Sunday, 31 May 2009

Grandma's Birthday


Happy 92nd Birthday Grandmama (93rd according to Chinese reckoning)

Long overdue post – pictures of Grandma’s birthday in March as promised to all at home. As a bonus (or more like to make up for the long delay), I’ve thrown in last year’s birthday pictures as well. And I WILL get down to doing something on Facebook for me and Anu …soon. Lazy, and am becoming …err resistant to change and new technology, yet another sign of aging shite!


Dad and Mom


Gary, Granny, Auntie Choo and 3rd Auntie (Sanh-Ko) Lucy


Jane, Anu and Granny


Jason, Mark, Kim, Granny, Jamie and Hazel


2nd Uncle (Jipek), Jamie, Rachel, Kim and Ben


Anu, Daphne and Jack

Well, here’s a lunar-solar calendar I found in the net of the Year 1917, Year of the Snake, Grandmother’s supposedly birth sign and therefore birth year. This was a leap year in the Chinese Calendar and it had 2 Second Months. Taking the Chinese birth date of Granny as the 15th day of the 2nd Month of the Chinese Calendar as what we’ve been using so far, the Western Calendar equivalent would be 8th March 1917 (same birth date as yours truly) or 6th April 1917 (if she’s born on the repeated 2nd Month). By that reckoning, she’d be 92 years old now according to the Western Calendar.
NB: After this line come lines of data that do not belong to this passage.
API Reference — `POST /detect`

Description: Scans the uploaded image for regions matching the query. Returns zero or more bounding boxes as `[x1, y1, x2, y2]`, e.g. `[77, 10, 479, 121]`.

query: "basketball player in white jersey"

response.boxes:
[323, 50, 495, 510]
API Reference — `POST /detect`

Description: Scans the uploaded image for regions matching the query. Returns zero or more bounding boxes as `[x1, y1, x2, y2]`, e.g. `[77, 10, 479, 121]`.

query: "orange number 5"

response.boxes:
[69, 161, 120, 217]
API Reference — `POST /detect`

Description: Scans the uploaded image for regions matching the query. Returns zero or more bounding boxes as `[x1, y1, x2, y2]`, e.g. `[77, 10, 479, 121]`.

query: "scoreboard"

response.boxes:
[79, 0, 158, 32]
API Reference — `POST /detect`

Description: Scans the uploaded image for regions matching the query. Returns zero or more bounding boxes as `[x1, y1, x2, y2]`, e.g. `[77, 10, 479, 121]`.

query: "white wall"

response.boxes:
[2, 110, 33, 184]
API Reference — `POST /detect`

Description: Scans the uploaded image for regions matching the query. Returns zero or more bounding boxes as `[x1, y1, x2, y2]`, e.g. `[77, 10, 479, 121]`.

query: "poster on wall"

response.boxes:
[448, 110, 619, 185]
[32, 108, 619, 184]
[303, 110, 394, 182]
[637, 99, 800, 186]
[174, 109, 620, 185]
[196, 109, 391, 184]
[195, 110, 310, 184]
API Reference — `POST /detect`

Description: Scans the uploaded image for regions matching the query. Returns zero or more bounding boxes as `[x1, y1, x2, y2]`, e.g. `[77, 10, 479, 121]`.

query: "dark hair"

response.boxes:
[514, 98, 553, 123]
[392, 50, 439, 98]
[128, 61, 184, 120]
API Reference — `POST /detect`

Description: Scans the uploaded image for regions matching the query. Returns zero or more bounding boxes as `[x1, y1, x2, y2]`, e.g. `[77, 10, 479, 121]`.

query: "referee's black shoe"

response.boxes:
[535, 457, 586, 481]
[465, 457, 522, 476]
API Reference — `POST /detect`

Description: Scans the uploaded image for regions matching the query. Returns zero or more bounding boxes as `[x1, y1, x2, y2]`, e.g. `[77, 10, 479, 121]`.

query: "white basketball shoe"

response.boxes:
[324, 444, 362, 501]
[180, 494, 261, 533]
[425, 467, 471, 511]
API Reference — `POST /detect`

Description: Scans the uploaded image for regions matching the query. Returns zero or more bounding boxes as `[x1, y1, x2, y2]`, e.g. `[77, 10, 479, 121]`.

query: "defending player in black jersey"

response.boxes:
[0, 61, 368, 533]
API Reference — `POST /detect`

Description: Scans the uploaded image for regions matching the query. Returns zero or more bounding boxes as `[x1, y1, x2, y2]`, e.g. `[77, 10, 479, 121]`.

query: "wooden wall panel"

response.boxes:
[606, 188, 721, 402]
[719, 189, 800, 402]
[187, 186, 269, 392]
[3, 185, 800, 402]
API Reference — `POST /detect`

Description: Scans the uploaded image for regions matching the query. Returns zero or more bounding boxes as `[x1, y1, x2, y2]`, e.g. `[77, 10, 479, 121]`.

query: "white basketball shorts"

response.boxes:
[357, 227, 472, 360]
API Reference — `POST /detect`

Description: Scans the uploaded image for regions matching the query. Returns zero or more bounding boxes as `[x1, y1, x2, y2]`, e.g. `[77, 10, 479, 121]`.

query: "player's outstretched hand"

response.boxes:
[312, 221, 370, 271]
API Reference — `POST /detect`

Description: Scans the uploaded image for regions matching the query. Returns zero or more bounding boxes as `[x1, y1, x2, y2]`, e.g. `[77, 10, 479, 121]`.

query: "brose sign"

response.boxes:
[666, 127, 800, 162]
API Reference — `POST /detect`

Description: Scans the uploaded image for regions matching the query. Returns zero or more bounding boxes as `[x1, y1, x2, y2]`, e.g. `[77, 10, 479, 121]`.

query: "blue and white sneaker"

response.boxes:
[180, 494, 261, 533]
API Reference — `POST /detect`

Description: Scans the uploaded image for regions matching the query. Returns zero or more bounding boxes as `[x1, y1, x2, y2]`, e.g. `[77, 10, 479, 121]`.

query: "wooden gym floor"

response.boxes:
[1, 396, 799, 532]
Granny’s Birthday 2008 – Big Auntie (Tua-Ko), Kok Seng, Granny, Small Auntie (Seihan-Cim) and Small Uncle (Seihan-Ceik)


Granny’s Birthday 2008 – Kim, Mom, Gary, Anu, Dad, Hazel and Granny


Granny’s Birthday 2008 – 2nd Auntie (Jiko), Mark, June, Granny and Jamie (front); Patrick, Rachel, Jane and Chee Kan (back)

Wednesday, 20 May 2009

A Little Bit of Darjeeling


The Druk Sangak Choling Gompa in Darjeeling

For the time being, here’re some pictures of Darjeeling taken 2 years back… Darjeeling was at the centre of a protest movement to create a separate state called Gorkhaland (the majority of the people in Darjeeling are of Nepali decent, and Nepali, or Gurkhali, the Indian version of Nepali, is the main language in Darjeeling).


Somewhere in the heart of Darjeeling


The Japanese Peace Pagoda, Darjeeling


In contemplation, at the Peace Pagoda


Darjeeling in the monsoon


A lama manning the prayer wheel in the Gompa (Tibetan monastery)


Anu and her Guardian Monks


Prayer flags at Observatory Hill, Darjeeling


Making an artwork out of roofing


A protest on water supply in the streets of Darjeeling

For Quantity or for Quality?

This (blog update) is what you resort to when you run out of ideas, or time. Actually it’s time that’s killing the imagination nowadays. I’ve been a perfectionist my entire adult life (can’t recall much of my childhood times), a trait that’s both advantageous and disadvantageous I find. On one hand you strive to produce good quality work. On the other, because you want to produce only good quality work, if you can’t, you’d choose to produce nothing at all. Which is bad for your friggin working life, and so for a long time I’ve been fighting against my perfectionist tendencies. At work, the boss looks for output. If you sit around daydreaming for three days with no output just because you can’t kick-start your friggin inspiration, you’d better have some super excuse up your sleeve. My quest against perfectionism seems to finally be producing some results; I’ve been churning out blog entries more than I care for the quality of ‘em, just to keep up with my ‘New Blogging Strategy’ for example (see previous entry Sep 2007).

But I find that there is a price to pay for this – the birth of practicality and the slow death of the nonsensical. Is this how the child in you begins to disappear, how the practical aspects of life start to replace the imagination, how the fairies and elves start to be replaced by the pretty girls and the parties, how the Orcs start to be replaced by the annoying wife of your boss, how your humour start to give way to sensitivities where you never knew existed? I have no answers.